Federal minimum wage is below the survival line (without children), as showed by Amy Glasmeier. So low, that corporations have to find what is the real lower bound for the survival of their workforce. (Not even reproduction of the workforce, just its survival) Isn't that absurd?

Let rise the federal minimum wage now.


There are lots of people who work but don't need (and aren't worth) survival wages -- high school kids who still live with their parents, for example. Should they be unemployed and therefore unable to gain real-world working experience because they're not worth survival wages?

There are lots of others who need, but aren't worth, survival wages -- like my autistic friend. He partly supports himself working, with the rest coming from government programs. Should he be unemployed and therefore be 100% government-supported instead of 25% government-supported?

It's good that minimum wage and living wage are not the same thing. Let's stop confusing the two.


>There are lots of others who need, but aren't worth, survival wages

That's got to be such a small (and unfortunate) pool of people that I'd happily send some taxpayer money to meet the article's living wage number. We can probably pay for it by not buying another single jet next year or something.

And honestly I'm not trustworthy of corporations' judgments of low end labor worth anyway. For one thing, you can work at extremely busy stores and get paid the same as workers at the very dead stores in the next county over because they use blanket values for these positions.


> "I'd happily send some taxpayer money"

We already do that. Remember how some people were criticizing Wal-Mart because some of its workers were also receiving government benefits?
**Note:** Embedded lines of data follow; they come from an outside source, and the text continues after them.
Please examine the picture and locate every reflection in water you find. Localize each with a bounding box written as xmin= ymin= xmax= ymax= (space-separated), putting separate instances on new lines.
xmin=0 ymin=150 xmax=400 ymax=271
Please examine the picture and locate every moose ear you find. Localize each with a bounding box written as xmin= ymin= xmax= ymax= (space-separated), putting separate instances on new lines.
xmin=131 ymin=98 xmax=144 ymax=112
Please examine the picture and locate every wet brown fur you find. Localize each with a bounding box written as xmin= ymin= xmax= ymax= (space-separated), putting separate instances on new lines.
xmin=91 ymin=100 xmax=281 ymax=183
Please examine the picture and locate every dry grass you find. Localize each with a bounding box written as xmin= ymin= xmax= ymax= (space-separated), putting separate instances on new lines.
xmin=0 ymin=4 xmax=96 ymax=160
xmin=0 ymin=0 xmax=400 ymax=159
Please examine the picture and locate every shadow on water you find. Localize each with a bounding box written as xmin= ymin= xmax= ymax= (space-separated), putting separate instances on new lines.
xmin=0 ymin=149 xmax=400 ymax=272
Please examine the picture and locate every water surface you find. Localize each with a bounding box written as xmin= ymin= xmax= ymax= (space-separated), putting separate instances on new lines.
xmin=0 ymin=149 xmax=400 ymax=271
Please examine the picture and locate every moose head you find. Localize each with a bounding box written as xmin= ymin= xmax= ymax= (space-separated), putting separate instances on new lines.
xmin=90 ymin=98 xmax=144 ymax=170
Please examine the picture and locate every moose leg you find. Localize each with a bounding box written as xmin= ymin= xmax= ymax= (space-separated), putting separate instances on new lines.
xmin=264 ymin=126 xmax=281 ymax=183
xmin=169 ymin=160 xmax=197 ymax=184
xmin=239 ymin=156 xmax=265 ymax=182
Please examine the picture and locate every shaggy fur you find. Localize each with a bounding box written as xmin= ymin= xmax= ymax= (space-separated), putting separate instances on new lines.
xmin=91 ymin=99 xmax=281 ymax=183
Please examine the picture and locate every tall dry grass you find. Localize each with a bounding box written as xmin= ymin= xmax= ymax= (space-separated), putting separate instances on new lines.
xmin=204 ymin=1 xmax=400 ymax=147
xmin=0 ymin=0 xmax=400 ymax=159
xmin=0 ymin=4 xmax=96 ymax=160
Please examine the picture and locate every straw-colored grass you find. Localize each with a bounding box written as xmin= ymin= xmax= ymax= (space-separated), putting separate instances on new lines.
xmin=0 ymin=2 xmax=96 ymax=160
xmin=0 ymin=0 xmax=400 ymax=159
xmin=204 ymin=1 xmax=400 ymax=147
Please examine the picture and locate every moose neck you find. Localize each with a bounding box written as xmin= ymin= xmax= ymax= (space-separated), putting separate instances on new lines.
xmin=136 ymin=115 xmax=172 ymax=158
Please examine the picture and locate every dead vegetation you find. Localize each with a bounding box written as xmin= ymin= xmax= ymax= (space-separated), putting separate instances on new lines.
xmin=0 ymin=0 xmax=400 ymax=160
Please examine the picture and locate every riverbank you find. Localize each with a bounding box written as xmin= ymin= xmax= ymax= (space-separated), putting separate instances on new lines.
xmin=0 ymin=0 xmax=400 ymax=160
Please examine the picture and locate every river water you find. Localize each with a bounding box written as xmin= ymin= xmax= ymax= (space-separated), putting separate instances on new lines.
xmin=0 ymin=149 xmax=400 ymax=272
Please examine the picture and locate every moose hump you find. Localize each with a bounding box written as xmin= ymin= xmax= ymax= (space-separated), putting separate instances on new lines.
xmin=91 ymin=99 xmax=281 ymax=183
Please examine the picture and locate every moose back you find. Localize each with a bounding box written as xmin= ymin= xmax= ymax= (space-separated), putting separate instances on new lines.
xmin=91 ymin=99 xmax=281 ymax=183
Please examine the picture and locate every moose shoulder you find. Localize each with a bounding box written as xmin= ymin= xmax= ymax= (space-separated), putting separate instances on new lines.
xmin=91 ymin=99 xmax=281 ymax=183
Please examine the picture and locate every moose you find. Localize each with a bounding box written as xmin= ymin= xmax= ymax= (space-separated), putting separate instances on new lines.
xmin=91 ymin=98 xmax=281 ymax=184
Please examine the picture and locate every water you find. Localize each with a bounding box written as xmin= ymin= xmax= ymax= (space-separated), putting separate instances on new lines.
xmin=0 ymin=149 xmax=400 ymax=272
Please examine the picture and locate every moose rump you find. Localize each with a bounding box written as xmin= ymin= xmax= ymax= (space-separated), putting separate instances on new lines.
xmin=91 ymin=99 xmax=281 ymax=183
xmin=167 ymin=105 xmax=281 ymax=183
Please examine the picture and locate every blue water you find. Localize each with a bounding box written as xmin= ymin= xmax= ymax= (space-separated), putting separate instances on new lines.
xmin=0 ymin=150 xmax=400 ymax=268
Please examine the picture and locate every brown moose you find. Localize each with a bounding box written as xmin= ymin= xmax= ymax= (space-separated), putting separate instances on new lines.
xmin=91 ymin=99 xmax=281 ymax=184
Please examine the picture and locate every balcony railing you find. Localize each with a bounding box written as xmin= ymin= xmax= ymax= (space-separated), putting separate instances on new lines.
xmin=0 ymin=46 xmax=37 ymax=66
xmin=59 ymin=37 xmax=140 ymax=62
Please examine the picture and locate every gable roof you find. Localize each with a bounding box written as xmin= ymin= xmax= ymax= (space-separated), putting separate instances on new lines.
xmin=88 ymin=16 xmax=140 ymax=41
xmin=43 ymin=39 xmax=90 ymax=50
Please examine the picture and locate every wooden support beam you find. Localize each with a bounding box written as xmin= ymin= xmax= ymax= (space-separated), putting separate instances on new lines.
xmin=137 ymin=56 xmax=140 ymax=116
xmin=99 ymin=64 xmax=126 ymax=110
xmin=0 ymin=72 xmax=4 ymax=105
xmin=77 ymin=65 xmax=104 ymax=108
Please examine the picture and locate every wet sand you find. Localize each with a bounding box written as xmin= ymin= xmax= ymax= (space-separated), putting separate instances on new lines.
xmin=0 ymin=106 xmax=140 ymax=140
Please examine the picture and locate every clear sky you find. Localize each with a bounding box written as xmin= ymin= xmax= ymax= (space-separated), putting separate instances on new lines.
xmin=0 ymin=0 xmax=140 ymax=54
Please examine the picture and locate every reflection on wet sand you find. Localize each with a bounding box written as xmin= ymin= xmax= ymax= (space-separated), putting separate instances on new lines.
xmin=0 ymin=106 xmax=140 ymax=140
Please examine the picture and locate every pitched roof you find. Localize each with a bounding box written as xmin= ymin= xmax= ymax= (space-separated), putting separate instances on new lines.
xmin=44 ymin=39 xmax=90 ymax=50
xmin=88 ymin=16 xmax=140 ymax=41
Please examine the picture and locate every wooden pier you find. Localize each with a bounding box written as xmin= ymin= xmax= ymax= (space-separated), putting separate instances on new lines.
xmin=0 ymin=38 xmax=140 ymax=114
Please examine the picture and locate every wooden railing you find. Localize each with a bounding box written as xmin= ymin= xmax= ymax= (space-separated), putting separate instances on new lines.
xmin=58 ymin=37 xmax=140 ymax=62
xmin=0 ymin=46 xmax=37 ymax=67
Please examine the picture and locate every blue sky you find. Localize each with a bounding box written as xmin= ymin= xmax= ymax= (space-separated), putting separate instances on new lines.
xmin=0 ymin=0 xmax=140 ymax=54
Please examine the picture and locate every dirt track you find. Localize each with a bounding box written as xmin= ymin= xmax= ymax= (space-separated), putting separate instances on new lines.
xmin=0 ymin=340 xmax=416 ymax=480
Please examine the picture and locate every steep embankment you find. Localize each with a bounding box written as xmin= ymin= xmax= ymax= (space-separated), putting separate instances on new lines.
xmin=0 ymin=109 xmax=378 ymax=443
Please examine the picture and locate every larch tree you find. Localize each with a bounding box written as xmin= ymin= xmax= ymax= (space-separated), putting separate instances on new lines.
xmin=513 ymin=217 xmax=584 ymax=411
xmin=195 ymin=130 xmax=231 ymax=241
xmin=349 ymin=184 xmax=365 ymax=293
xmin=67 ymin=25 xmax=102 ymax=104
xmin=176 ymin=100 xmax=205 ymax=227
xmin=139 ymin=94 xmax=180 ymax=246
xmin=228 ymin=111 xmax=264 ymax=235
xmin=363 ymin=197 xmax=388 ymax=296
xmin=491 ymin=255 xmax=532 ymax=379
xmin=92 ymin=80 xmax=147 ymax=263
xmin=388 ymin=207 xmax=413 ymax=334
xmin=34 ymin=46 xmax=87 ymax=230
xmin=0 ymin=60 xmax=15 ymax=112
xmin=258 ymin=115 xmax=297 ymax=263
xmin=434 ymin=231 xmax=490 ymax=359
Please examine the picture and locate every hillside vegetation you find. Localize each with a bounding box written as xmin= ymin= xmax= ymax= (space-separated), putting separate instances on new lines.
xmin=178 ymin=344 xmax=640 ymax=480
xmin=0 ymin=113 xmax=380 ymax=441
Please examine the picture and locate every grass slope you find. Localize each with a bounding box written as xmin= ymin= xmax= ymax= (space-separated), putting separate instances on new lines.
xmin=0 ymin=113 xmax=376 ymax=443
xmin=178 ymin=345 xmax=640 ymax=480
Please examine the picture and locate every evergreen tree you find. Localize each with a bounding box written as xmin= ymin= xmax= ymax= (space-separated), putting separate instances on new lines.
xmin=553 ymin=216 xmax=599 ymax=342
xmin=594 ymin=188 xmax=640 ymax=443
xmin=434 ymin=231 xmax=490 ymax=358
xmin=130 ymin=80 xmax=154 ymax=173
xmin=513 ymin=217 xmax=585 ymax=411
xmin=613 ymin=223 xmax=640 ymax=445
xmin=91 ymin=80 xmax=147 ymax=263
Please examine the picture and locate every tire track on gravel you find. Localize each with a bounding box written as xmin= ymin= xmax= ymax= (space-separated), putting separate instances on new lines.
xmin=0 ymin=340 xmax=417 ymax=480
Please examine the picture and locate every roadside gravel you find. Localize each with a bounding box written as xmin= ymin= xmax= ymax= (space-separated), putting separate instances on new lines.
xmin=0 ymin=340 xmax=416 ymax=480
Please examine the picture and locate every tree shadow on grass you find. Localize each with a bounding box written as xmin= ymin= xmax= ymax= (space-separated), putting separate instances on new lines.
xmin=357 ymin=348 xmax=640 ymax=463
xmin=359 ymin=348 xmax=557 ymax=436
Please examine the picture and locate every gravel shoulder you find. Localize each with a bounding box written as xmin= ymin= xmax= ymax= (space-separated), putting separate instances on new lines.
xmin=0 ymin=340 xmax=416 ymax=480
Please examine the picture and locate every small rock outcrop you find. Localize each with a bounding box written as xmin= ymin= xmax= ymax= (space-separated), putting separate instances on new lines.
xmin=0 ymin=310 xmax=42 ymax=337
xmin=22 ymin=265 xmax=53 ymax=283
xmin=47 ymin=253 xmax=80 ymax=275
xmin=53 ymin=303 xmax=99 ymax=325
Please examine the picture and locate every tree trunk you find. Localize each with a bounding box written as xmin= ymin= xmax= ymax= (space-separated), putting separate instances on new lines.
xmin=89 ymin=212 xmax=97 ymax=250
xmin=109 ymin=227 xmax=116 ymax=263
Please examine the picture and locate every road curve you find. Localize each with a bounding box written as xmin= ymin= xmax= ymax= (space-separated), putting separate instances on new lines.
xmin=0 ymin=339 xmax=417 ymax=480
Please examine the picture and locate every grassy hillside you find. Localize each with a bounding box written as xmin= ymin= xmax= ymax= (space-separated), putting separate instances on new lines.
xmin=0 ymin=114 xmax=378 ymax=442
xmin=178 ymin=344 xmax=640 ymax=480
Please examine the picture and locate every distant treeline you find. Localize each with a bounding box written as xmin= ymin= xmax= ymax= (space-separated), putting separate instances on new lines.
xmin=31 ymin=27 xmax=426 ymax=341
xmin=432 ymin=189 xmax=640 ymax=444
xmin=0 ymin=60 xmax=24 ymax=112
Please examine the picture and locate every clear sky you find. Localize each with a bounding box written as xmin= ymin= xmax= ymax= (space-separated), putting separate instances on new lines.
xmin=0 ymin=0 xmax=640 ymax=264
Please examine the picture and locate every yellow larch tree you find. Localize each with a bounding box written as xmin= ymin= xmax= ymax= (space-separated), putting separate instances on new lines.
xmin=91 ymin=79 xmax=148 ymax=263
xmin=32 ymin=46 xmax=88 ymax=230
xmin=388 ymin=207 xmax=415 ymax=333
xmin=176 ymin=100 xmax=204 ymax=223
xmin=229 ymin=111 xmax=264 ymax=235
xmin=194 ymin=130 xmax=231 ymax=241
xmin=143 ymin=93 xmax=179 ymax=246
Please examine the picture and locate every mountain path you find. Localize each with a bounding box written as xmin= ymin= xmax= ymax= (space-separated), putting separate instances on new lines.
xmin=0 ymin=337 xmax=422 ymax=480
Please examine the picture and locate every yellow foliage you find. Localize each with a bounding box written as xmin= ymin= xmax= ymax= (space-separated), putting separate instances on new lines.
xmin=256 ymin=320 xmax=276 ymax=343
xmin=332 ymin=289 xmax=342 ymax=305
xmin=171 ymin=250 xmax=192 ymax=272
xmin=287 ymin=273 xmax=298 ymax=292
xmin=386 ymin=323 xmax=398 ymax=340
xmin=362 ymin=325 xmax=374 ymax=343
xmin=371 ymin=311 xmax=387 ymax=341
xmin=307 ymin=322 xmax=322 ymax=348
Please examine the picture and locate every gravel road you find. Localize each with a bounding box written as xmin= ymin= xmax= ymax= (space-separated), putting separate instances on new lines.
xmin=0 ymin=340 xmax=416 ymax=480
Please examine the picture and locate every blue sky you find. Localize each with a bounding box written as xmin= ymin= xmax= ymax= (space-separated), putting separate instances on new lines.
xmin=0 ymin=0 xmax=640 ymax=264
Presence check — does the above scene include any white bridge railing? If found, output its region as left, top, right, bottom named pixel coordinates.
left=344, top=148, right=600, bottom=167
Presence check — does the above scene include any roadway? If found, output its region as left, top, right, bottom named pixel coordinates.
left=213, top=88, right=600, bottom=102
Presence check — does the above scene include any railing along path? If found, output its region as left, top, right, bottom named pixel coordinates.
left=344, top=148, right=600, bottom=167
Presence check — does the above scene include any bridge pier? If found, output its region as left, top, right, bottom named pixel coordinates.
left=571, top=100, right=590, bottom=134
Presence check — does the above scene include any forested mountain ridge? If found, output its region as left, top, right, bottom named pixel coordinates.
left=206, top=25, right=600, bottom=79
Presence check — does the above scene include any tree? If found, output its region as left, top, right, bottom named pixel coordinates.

When you set the "minimum" to be 100% of a living wage, then people have to make the jump from pure-government-funded to pure-self-funded without any intermediate stepping stones. They have to show up and be ready to produce at a level that completely supports themselves on day one. Whereas a minimum that's set at 50% (or 25% or 75%) of living wage means someone can show up and be semi-productive and earn some of their own way, and then either step up to 100%, or stay at the level they're at as long as they need to based on their own abilities.


It's sad that such a worthwhile tool like this uses data that is four years old. I realise the publish cycle of government agencies is slow and as such is a limiting factor, but in this day and age with everything being fast moving, it can be limiting.